Diesel-electric locomotive

The GE C44-8W is a 4400 hp diesel-electric locomotive built by GE Transportation Systems of Erie, Pennsylvania, part of the GE Dash 9 Series of freight locomotives. These are considered to be pre-production testbed models of the GE Dash 9 series, utilizing the frame, trucks, and carbody from a GE C40-8W. These were delivered exclusively for CSX Transportation.

The term "C44-8W" is mostly an unofficial term, as these are officially designated as "C44-9Ws" on the locomotive cab sides. These are pre-production Dash 9s, built with C40-8W carbodies. Unlike the C40-8W, these are instead equipped with a 4400 hp GE 7FDL16, and GE "Dash-9" Electrical systems. Other examples of these also include the ALL/EFVM ordered C44-9WMs. These share the same C40-8W carbody quirk, but instead utilized a modified 'Brazilian' cab for tunnel clearance.

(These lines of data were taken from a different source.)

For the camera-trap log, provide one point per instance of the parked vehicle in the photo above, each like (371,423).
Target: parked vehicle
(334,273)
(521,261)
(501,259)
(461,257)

While the Dash-8 term is more of a nickname, it still follows the GE Tradition of nicknaming locomotives by the electrical system. It began with the GE "Dash-7" series in the 1970s, continuing until the debut of the "Dash-9" series, the last to be named as such. This series of design has been successful amongst North American, Australian, and Brazilian railroads.